A few of the use cases and the relevant packages related to it in R programming language are mentioned below:
– Machine Learning: randomForest, caret, kernlab, gbm, CORElearn, mice, net
– Econometrics: glm2, mlogit
– Visualize data: ggplot2, officeR, knitr, list viewer
– Generate reports based off analyses: rmarkdown, shiny
– Analyze data: diffobj, DataExplorer, Hmisc
– Import data: datapasta, readxl, readr, vroom
– Export data: plumber, feather, fst, cloudyR project
– Text mining: tidytext
Mentioned above are just a handful of packages, to give you a crude idea of the enormity of the list of packages and the diversity of domains the R programming language caters.
- Use in Academia
R focuses on visualizing quantitative data using a variety of techniques, and packages, this makes it one of the most used programming languages for research by scholars and researchers. People studying Statistics, in particular, are considerably involved with the advancements in the programming language as their increasing needs helped shape R to cater to their growing needs.
This improvement works both ways, for R, it improves significantly, and for its users, they get better at statistics.
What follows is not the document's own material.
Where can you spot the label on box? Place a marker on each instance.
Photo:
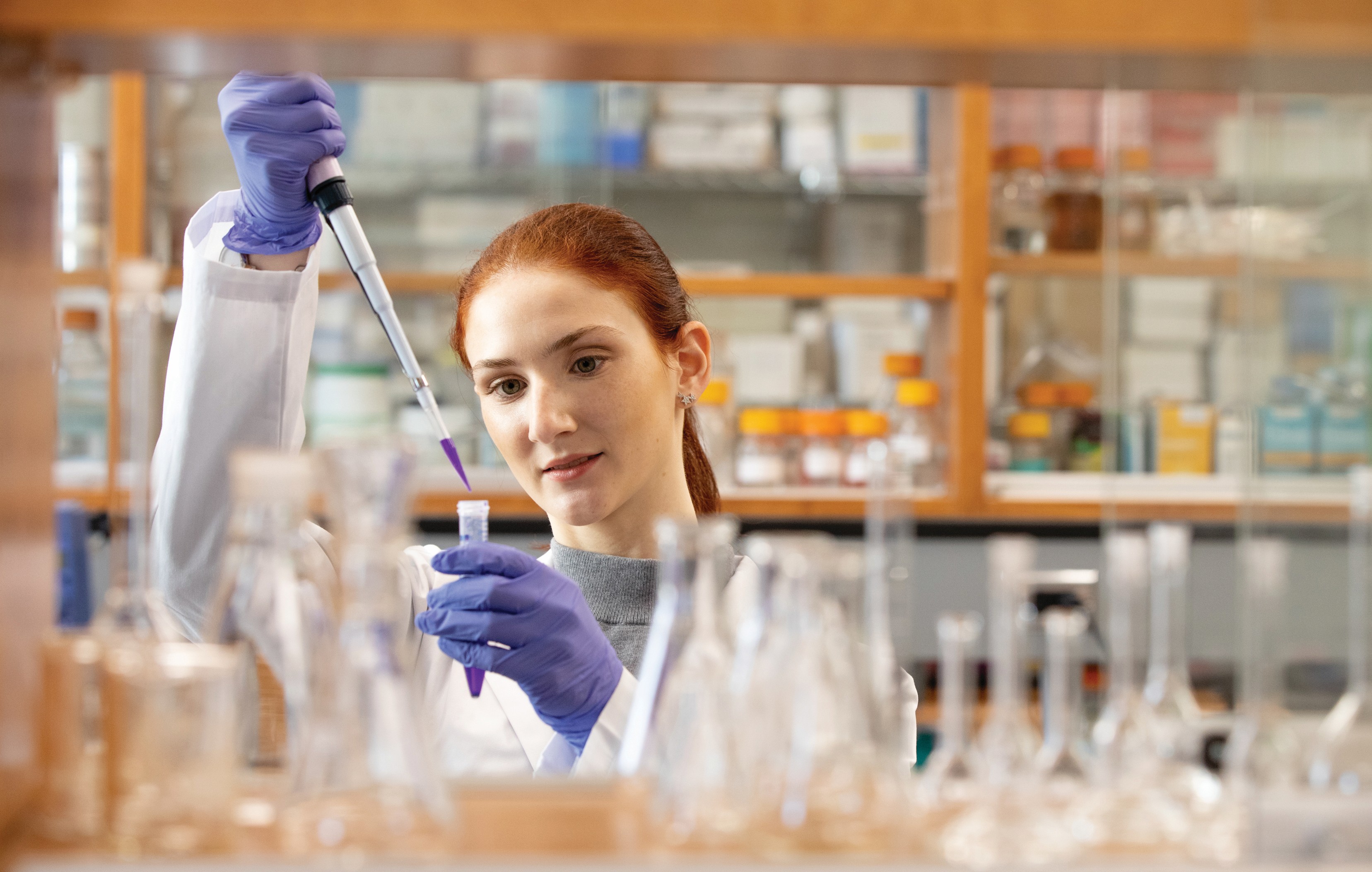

R is also an incredibly handy tool for analyzing data, and the numerous packages available for R make the task at hand a lot more manageable than ever.
- Excellent Community Support with High Availability
Every programming language comes with its community, but what separates the decent ones from one of the best is how healthy and encouraging the developer community is. Luckily, R comes with a remarkably helpful community where help is just a few clicks away, and new problems are often tackled collectively. This spells good news for newbies who have just stepped into the world of R and are eager to learn but are unaware of how the community is. In case you’re curious, having a healthy community does play a vital role in the adoption of any programming language.
Meanwhile, being open-source adds to the high availability and adoption of the R programming language in a multitude of projects. All improvements and developments in R happen at a rapid pace, thanks to its open-source nature and the contributions from the community. The availability of a vast collection of helpful resources makes for a compelling entry point into the world of R.
Online Courses for R –
- Introduction to R by DataCamp
- Intermediate R by DataCamp
- Codecademy
- Dataquest: Introduction to R Programming
Some Useful Books for R –
- R for Data Science
- R in a Nutshell
- Data Manipulation with R
- Introductory Statistics with R
- An R Companion to Applied Regression by John Fox
- Data Analysis and Graphics Using R: An Example-based Approach
- Data Analysis Using Regression and Multilevel / Hierarchical Models
- Modern Applied Statistics with S (Statistics and Computing)
Conclusion
The points mentioned above are just a few of the many compelling reasons to use R for Data Science as R functions exceptionally well for data visualization and data analysis. Furthermore, R and Data Science makes for a perfect combination when it comes to visualizing a vast amount of data in a short period of time. After all, Data Scientists are one of the most sought out job profiles in the industry right now, and what good would be a Data Scientist without the right set of tools?